Unfortunately, after only a few minutes the music drew to an end, and everyone stopped dancing—including Jenna and Ian. Jenna had had only the briefest taste of that nearness she’d been craving. A teaser of how nice it actually could be—and was—before it was gone and they weren’t even touching any longer.
But Jenna bucked up, told herself it shouldn’t have happened in the first place and clapped along with everyone else. People shouted thanks and praise for the band whose members took a bow, then turned to pack away their instruments, signaling that the evening had really and truly come to an end.
The crowd had dwindled considerably since the Spring Fling started. So after slipping her feet back into her shoes, Jenna and Ian had an easy time making their way to the door where the last of the revelers were putting on coats.

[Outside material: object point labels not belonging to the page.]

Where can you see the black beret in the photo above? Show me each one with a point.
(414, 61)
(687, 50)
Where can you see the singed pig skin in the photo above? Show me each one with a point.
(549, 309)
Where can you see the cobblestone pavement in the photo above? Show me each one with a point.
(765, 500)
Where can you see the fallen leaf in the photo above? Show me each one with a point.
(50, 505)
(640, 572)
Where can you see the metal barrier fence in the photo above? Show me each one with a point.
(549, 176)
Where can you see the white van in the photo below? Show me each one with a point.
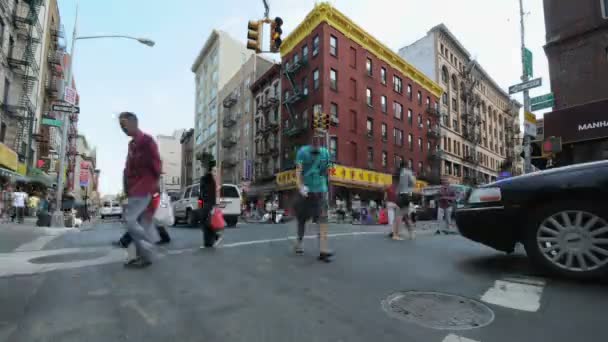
(111, 209)
(186, 207)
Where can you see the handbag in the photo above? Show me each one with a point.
(217, 219)
(163, 216)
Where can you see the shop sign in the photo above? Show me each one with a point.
(8, 157)
(22, 169)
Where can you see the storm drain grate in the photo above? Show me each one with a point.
(437, 310)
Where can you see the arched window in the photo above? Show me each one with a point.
(444, 74)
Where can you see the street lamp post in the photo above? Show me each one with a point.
(57, 218)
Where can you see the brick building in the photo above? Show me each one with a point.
(383, 110)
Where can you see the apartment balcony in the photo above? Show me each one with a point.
(230, 100)
(229, 120)
(433, 112)
(229, 141)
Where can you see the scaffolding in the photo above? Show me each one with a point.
(24, 66)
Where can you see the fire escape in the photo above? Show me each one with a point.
(471, 122)
(229, 160)
(25, 68)
(52, 91)
(267, 140)
(296, 125)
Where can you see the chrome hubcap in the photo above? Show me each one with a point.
(574, 240)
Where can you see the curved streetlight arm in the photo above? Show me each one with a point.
(144, 41)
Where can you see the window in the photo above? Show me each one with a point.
(398, 135)
(333, 79)
(398, 109)
(383, 104)
(333, 110)
(333, 148)
(333, 45)
(305, 86)
(383, 75)
(397, 84)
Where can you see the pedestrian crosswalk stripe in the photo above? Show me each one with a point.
(515, 295)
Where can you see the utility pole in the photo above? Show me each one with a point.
(57, 218)
(525, 78)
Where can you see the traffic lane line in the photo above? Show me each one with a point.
(516, 293)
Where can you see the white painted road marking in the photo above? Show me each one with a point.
(37, 244)
(456, 338)
(520, 295)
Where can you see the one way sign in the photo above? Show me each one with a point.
(64, 108)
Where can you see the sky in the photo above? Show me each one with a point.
(115, 75)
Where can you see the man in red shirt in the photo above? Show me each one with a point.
(142, 174)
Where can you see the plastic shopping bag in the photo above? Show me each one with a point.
(217, 220)
(163, 216)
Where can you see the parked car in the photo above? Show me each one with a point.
(111, 209)
(560, 215)
(186, 207)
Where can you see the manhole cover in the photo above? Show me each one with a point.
(67, 257)
(438, 310)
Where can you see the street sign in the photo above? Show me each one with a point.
(51, 122)
(543, 101)
(537, 82)
(70, 95)
(64, 108)
(530, 124)
(528, 70)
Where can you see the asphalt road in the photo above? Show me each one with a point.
(255, 289)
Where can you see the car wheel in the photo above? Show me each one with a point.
(231, 221)
(190, 218)
(569, 239)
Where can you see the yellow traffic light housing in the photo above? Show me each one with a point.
(254, 35)
(275, 34)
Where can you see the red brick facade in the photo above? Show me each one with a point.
(350, 96)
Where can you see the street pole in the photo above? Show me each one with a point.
(57, 218)
(525, 78)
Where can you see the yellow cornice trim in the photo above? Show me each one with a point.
(324, 12)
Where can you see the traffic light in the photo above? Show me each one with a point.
(275, 34)
(325, 119)
(254, 35)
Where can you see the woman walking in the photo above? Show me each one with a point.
(208, 197)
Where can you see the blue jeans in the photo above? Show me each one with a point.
(142, 235)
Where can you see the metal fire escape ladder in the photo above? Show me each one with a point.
(26, 68)
(471, 119)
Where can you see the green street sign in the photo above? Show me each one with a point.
(528, 62)
(542, 105)
(543, 98)
(51, 122)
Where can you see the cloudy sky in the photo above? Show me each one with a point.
(156, 83)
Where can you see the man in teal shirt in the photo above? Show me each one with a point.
(312, 165)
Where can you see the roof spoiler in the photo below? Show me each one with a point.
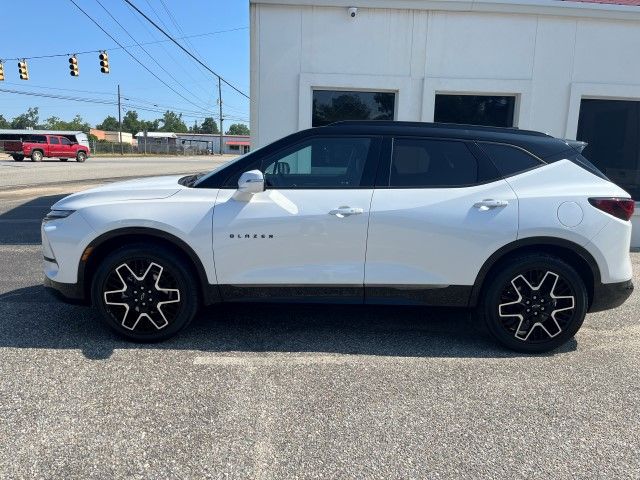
(577, 144)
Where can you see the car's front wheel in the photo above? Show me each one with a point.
(145, 293)
(535, 303)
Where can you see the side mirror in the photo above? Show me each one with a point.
(251, 182)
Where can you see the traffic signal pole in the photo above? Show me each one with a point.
(120, 121)
(220, 105)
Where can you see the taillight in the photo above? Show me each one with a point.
(621, 208)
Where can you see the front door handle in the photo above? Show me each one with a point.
(342, 212)
(490, 203)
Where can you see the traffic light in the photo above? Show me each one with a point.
(23, 70)
(73, 66)
(104, 62)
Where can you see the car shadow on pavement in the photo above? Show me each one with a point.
(21, 225)
(32, 317)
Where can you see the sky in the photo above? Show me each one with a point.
(58, 27)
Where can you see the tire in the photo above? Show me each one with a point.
(36, 156)
(127, 277)
(534, 303)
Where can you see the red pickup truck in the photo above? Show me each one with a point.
(37, 147)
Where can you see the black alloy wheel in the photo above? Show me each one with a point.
(145, 293)
(535, 304)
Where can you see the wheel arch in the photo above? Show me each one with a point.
(572, 253)
(107, 242)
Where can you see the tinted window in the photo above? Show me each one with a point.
(509, 160)
(432, 163)
(333, 106)
(612, 130)
(489, 110)
(319, 163)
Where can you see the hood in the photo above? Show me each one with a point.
(140, 189)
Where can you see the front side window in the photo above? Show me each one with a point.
(487, 110)
(319, 163)
(422, 163)
(331, 106)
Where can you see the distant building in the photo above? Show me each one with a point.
(113, 136)
(568, 68)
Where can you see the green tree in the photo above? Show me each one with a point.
(209, 125)
(26, 120)
(172, 122)
(110, 124)
(238, 129)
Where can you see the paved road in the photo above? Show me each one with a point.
(49, 172)
(263, 391)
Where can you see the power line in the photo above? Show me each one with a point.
(133, 56)
(148, 54)
(55, 55)
(184, 49)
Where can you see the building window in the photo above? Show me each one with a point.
(489, 110)
(333, 106)
(612, 130)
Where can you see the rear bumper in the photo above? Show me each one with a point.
(610, 295)
(70, 292)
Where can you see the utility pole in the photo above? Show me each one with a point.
(120, 121)
(220, 105)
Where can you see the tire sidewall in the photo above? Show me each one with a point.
(168, 260)
(491, 300)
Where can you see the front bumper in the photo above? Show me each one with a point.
(69, 292)
(610, 295)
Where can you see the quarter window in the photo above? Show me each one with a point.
(509, 160)
(421, 163)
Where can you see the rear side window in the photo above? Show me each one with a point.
(424, 163)
(509, 160)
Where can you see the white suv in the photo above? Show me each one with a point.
(515, 223)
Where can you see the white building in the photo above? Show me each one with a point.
(567, 68)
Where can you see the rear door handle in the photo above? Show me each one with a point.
(342, 212)
(490, 203)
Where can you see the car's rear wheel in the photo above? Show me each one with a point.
(145, 293)
(535, 303)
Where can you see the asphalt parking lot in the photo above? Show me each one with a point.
(260, 391)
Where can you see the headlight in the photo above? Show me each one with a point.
(57, 214)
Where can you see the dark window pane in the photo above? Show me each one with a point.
(432, 163)
(509, 160)
(319, 163)
(612, 130)
(334, 106)
(494, 111)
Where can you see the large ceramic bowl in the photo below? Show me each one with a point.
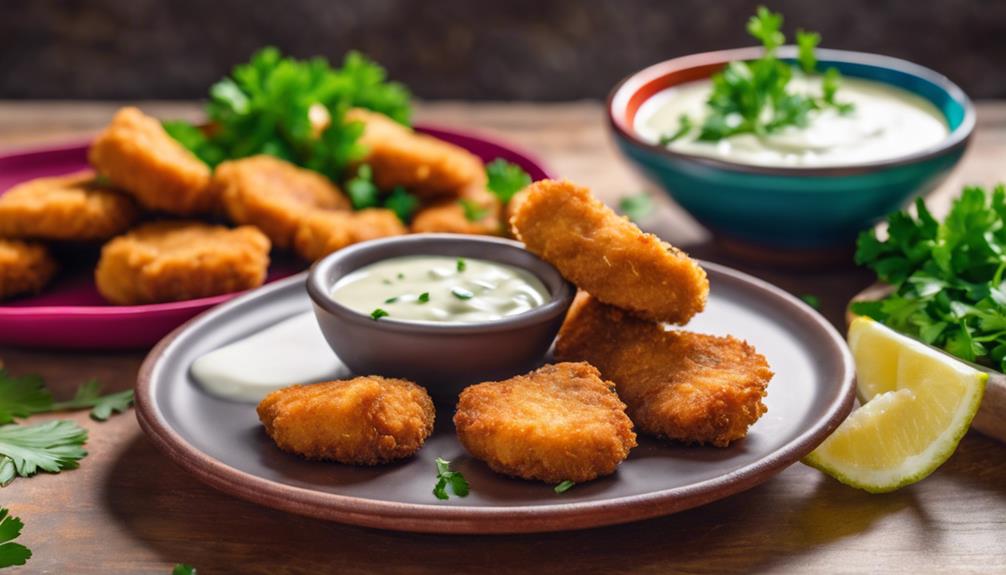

Saying good-night to everyone didn’t take too long, and then Jenna was in the passenger seat of Ian’s car again as he rounded the front end and slid behind the wheel.
The drive home was quick, and Ian insisted on coming inside with her to pay her babysitter tonight. Not that Jenna minded that he came in—she’d been wondering if she should invite him, telling herself she shouldn’t and still trying to find a good reason to do it.
And once he was inside, had paid the sitter and it was just the two of them again, Jenna offered him a nightcap. Just to be polite, of course. Which Ian accepted—probably for the same reason, she thought.
Ian took off his jacket and hung it on the coatrack while Jenna poured some of her father’s brandy in two juice glasses—apologizing for the fact that she didn’t have brandy snifters—and then they went into the living room to sit on her sofa.
Jenna kicked off her shoes, making sure to hug one end of the couch when she sat down. But Ian sat in the center. And since they were angled to face each other, there was not quite as much distance between them as there might have been. As there should have been.
“Are you working at all this weekend?” Ian asked her, settling in with an arm braced atop the sofa back after his first sip of brandy.
“No, I have the whole weekend off. Do you?” she asked.
“I have some paperwork to do, some emails that need sending, a few phone calls—”
“Your-Father-The-Boss is making you work on the weekend?” Jenna teased him.
Ian smiled an indulgent smile. “You know, to everyone except my father, I’m the boss.”
“What exactly are you?”
“I’m the Chief Operating Officer of the Monarchs football team.”
“But you still work for your father.”
Ian rolled his eyes. “I work for my father, and everyone else works for me.”
“Have you always worked for your father? I know you said you went from college to the Kincaid Corporation, so—”
“Actually,” Ian said, swirling his brandy and watching it coat the glass, “no, I haven’t always worked for my father.”
“Really…” Jenna said, surprised and intrigued.
“Mmm. About six years ago I left the family business.”